Users who are simply careful about their online browsing habits can do without a huge security suite that slows their PC down 10x to do real-time scanning. So, we definitely could and should educate users better, and recommend OS reinstalls bi-yearly at least. Even then, there will still forever be huge botnets in the world because people will always ‘risk it’ to get something for free – whether it’s cracked software or porn.
Heck, these days, you could drop a cheap Rasberry Pi at a friend’s house (or other compromised/known WiFi AP) and use it as a bot. Oh crap, I probably just gave people an idea. That said, open or insufficiently secured WiFi is another big part of the problem.
LASTLY, if all that wasn’t enough, it’s very easy to provision a new Amazon AWS server instance on a stolen credit card and be up and running with serious resources in no time.

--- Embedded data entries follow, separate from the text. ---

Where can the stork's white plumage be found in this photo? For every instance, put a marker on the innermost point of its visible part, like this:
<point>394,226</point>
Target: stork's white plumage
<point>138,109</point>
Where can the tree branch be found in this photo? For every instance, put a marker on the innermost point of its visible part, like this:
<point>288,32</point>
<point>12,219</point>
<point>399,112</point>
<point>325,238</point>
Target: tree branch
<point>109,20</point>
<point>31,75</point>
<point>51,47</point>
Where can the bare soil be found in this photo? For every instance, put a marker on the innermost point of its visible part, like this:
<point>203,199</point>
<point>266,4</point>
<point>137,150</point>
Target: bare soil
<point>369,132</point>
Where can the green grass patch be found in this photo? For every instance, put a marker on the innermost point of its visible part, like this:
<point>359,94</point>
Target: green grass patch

actually, alot of these guys DO NOT RENT BOTNETS. as someone whom has been in the game, and researching these types of things far longer than you have daniel, that may have been how things worked in the early 00’s, however alot of these guys do not rent out shit as far as their resources go. they simply utilize as many vuln servers/routers as they can get their hands on to carry out their ddos attacks.
you should face the reality that there are countless amounts of resources they can utilize to map out and acquire lists of vuln hosts easily, shodan, censys, many more services that provide them lists of ips that they just have to feed on to the scripts they have popping the vulns and dropping their bots for them. from there its fair game.